This is not a bug and there is no fix. ClickHouse does not support writing to non-Unix systems. Full stop.
At the moment, the only way to run ClickHouse on Windows and map a volume is to use the WSL.
In a production environment you would also certainly run ClickHouse on a Kubernetes cluster. For this exercise, we are just going to run the ClickHouse server locally on a Docker container. So, first of all, we will just pull the image:
docker pull clickhouse/clickhouse-server
As you might expect, ClickHouse will need to write data and logs to a location on the host machine. We therefore need to map some volumes in our Docker run command. So, let's create some directories:
mkdir /var/lib/clickhouse
mkdir /var/log/clickhouse-server
And now we will execute the Docker run
command
docker run -d --name clickhouse-server-01 -p 9000:9000 --ulimit nofile=262144:262144 -v /var/lib/clickhouse/:/var/lib/clickhouse/ -v /var/log/clickhouse-server/:/var/log/clickhouse-server/ clickhouse/clickhouse-server
In this example we are using the ulimit
parameter to limit the maximum number of open files for this container to 262144. we are exposing port 9000 so that we can connect to it later from our host. Next, we can try connecting to our db:
docker exec -it clickhouse-server-01 clickhouse-client
We now have a connection to the ClickHouse client:
Creating A Database
Now that we are connected to the client we can start running some queries. First let's have a look at our default databases:
SHOW DATABASES;
Obviously, if we want to use ClickHouse we will need a database and some data to populate it. We are going to use the New York Taxi data set - as recommended in the ClickHouse documentation. One cool aspect of the ClickHouse Insert
statement is that it can pull data from a web Url.

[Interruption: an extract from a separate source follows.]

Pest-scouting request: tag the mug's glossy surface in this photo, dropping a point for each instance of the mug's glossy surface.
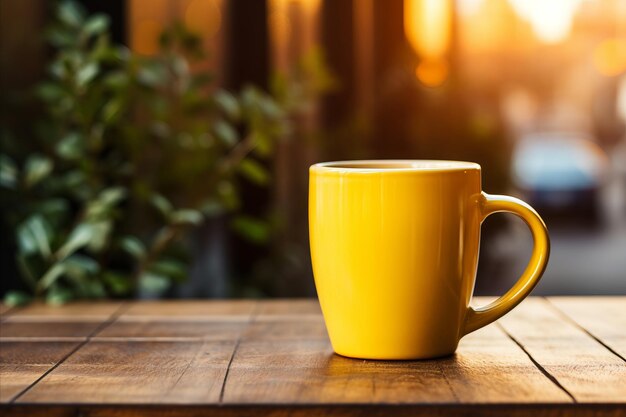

The whole dataset consists of billions of records and is broken down into a number of files.
Next, we are going to create a database to store the data:
CREATE DATABASE IF NOT EXISTS TaxiData
Now we will make TaxiData our working database
Use TaxiData
Next, we will create our Trips
table. To do this we will run the Create table script in Appendix 1. This script is taken from the ClickHouse tutorial: https://clickhouse.com/docs/en/tutorial
Inserting Data
Our next task is to insert the data into our table.
INSERT INTO trips SELECT
trip_id,
vendor_id,
pickup_date,
pickup_datetime,
dropoff_date,
dropoff_datetime,
rate_code_id,
pickup_longitude,
pickup_latitude,
dropoff_longitude,
dropoff_latitude,
passenger_count,
trip_distance,
fare_amount,
extra,
mta_tax,
tip_amount,
tolls_amount,
ehail_fee,
improvement_surcharge,
total_amount,
payment_type
FROM gcs('https://storage.googleapis.com/clickhouse-public-datasets/nyc-taxi/trips_{0..2}.gz', 'TabSeparatedWithNames')
We can now watch the progress of our insert:
As you can see, we have downloaded and inserted three million records in around 168 seconds.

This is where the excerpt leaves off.